You can self-publish, get the same playing field at Amazon and B&N as most publishers get (one Web page per book), and then do your own promotion, which most authors end up doing anyway. You get more of the money in most cases. Plus, if you're truly timid, you don't have to face rejection. At least until somebody accidentally buys your poorly edited jumble of alphabet and demands a refund. Alternately, if you're assuming you're too (fill in the blank--"extreme, controversial, daring, literate, good-looking, intelligent, Billy Bob Thorntonish") for the mainstream publishing industry, then go ahead and lulu createspace kindle your way to fame and fortune and giving your momma something to brag about during bridge.

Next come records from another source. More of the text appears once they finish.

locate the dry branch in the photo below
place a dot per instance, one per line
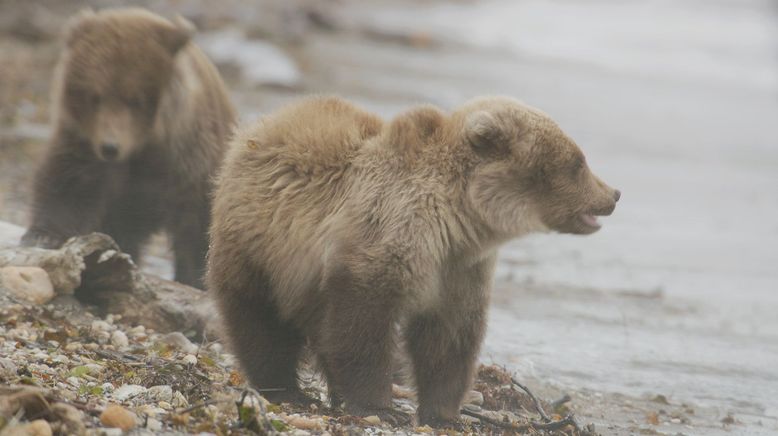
(97, 273)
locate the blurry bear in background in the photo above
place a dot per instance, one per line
(140, 123)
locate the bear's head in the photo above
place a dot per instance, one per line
(114, 70)
(529, 176)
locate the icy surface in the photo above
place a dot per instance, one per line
(675, 104)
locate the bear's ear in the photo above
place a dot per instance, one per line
(483, 131)
(79, 25)
(176, 37)
(415, 127)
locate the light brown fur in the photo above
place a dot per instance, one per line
(331, 226)
(140, 124)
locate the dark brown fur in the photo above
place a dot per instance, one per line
(332, 227)
(141, 119)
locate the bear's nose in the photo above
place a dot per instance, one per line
(109, 150)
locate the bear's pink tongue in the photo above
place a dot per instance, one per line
(590, 220)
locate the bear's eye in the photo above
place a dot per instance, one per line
(577, 164)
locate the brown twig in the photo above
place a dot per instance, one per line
(556, 403)
(201, 405)
(534, 399)
(523, 428)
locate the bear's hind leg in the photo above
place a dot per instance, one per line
(356, 341)
(267, 347)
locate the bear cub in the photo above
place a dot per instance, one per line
(140, 124)
(331, 228)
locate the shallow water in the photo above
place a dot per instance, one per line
(675, 104)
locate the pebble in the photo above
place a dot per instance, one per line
(125, 392)
(372, 420)
(30, 283)
(179, 400)
(103, 337)
(73, 346)
(178, 340)
(153, 425)
(160, 393)
(118, 417)
(38, 427)
(305, 423)
(119, 339)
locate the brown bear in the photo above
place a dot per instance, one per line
(141, 120)
(332, 228)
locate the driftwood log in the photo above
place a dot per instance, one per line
(92, 269)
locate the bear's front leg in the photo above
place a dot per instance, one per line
(356, 339)
(68, 198)
(190, 240)
(444, 343)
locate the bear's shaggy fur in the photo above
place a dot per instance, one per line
(140, 124)
(332, 227)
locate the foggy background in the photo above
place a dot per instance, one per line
(675, 103)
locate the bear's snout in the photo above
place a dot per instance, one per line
(109, 151)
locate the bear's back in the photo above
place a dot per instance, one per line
(315, 134)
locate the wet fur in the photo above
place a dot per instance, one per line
(133, 77)
(330, 227)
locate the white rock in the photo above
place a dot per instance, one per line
(93, 369)
(74, 346)
(29, 283)
(178, 340)
(136, 331)
(7, 368)
(474, 397)
(99, 325)
(160, 393)
(190, 359)
(119, 339)
(125, 392)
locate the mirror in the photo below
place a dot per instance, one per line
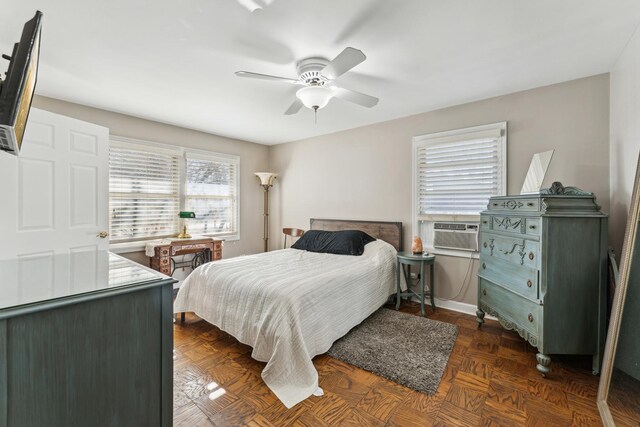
(619, 390)
(537, 171)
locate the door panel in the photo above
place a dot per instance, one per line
(55, 193)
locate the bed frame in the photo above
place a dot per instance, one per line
(390, 232)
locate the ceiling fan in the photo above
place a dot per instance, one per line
(318, 75)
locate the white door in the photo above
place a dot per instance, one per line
(55, 194)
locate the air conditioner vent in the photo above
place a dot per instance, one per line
(455, 235)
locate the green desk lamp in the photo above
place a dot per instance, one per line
(185, 215)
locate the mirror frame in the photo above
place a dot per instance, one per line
(618, 302)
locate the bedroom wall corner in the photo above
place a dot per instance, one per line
(365, 173)
(625, 137)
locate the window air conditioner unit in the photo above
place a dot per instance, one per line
(455, 235)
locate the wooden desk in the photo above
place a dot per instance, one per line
(90, 345)
(206, 249)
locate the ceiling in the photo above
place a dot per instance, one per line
(174, 61)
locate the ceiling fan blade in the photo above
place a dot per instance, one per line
(251, 75)
(342, 63)
(355, 97)
(294, 108)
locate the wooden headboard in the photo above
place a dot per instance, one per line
(390, 232)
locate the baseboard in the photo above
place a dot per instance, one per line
(461, 307)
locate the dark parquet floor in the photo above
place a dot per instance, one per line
(490, 380)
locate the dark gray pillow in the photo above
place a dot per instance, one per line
(344, 242)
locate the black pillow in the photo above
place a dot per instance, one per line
(344, 242)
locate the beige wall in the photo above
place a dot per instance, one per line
(253, 157)
(365, 173)
(625, 136)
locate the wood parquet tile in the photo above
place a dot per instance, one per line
(490, 380)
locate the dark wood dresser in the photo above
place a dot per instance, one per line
(205, 249)
(86, 339)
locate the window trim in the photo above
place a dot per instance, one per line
(440, 137)
(125, 142)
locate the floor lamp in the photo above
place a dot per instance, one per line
(266, 181)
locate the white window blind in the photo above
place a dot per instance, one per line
(211, 191)
(144, 196)
(457, 172)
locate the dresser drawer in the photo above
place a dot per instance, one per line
(532, 226)
(518, 250)
(516, 278)
(512, 224)
(515, 204)
(520, 311)
(485, 222)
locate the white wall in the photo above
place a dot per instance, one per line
(253, 157)
(625, 136)
(365, 173)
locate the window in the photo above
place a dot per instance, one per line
(455, 174)
(211, 192)
(144, 197)
(150, 183)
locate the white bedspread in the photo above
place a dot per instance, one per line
(290, 305)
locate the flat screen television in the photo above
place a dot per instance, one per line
(16, 90)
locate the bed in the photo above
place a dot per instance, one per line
(290, 305)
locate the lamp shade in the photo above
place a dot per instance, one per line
(266, 178)
(314, 97)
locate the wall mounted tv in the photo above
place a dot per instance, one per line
(16, 90)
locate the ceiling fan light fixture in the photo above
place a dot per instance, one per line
(314, 97)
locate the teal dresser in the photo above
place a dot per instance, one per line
(543, 271)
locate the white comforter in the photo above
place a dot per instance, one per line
(290, 305)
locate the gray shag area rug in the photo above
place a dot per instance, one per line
(406, 349)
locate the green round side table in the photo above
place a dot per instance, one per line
(408, 259)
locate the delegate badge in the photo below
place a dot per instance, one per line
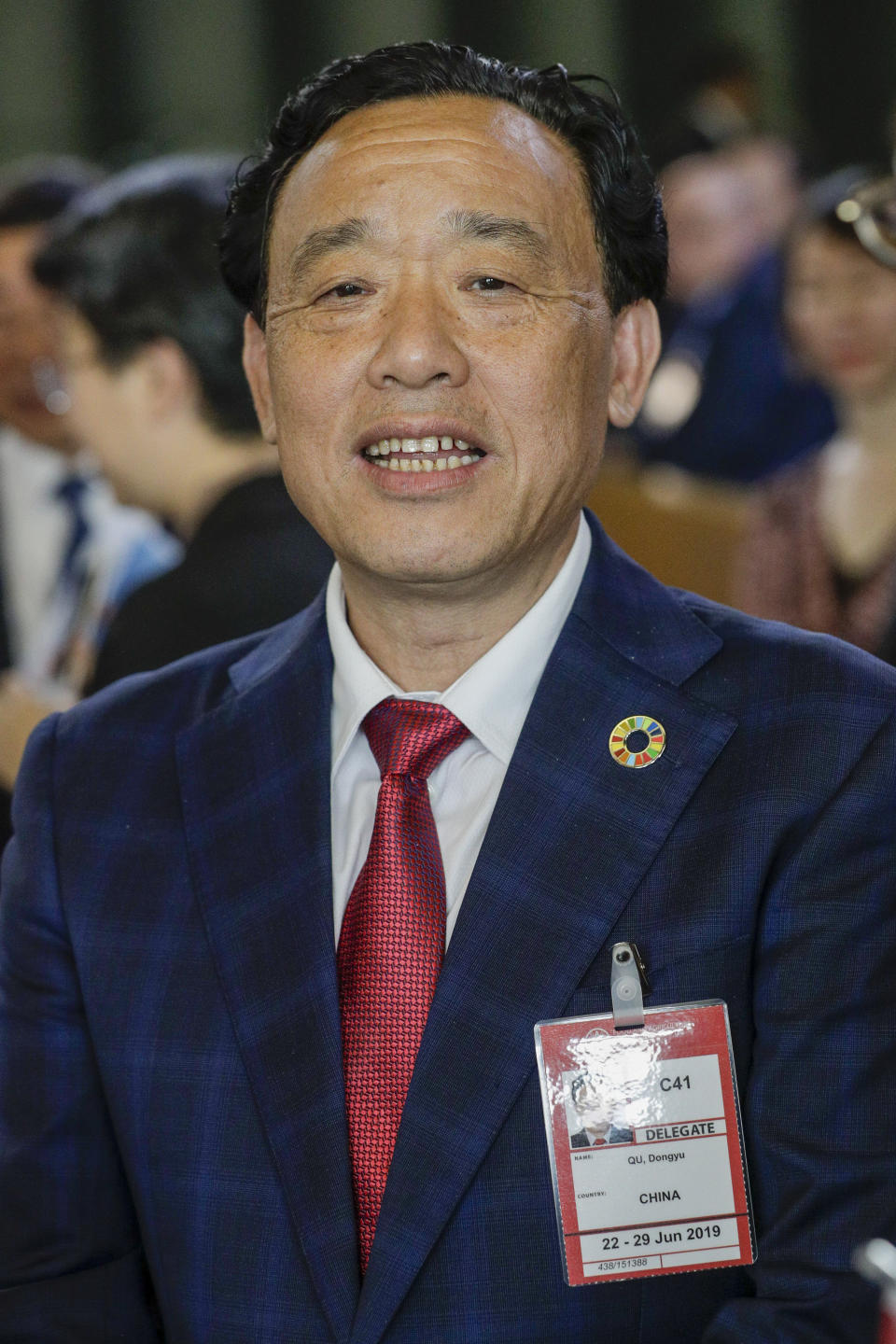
(645, 1142)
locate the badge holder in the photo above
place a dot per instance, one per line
(645, 1137)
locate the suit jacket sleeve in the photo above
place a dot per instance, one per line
(72, 1265)
(819, 1102)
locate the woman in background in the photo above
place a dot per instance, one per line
(821, 552)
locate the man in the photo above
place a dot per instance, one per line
(244, 1101)
(150, 344)
(69, 553)
(727, 399)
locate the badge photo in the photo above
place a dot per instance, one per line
(645, 1141)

The reality is, getting accepted by a major agent or editor is darned hard, takes lots of work, and requires much luck. You have to be not only good but better than the thousands of other merely "good" writers. You have to not only land on the right desk, you have to do it at the right time with the right project. And even if you beat the odds and get accepted, then the real battle begins. Because thousands of writers are pushing from behind, and thousands of great writers ahead of you are pushing you off the shelves. Given all that, it makes perfect sense to slap up an e-book, or cram fodder through a print-on-demand press.
But you know what? The hard way's still worth it. It's a dream that's almost impossible to reach. In other words, the kind of dream worth having. But what do I know? I only have about 700 rejection slips and eight books out there killing trees. It's worth it.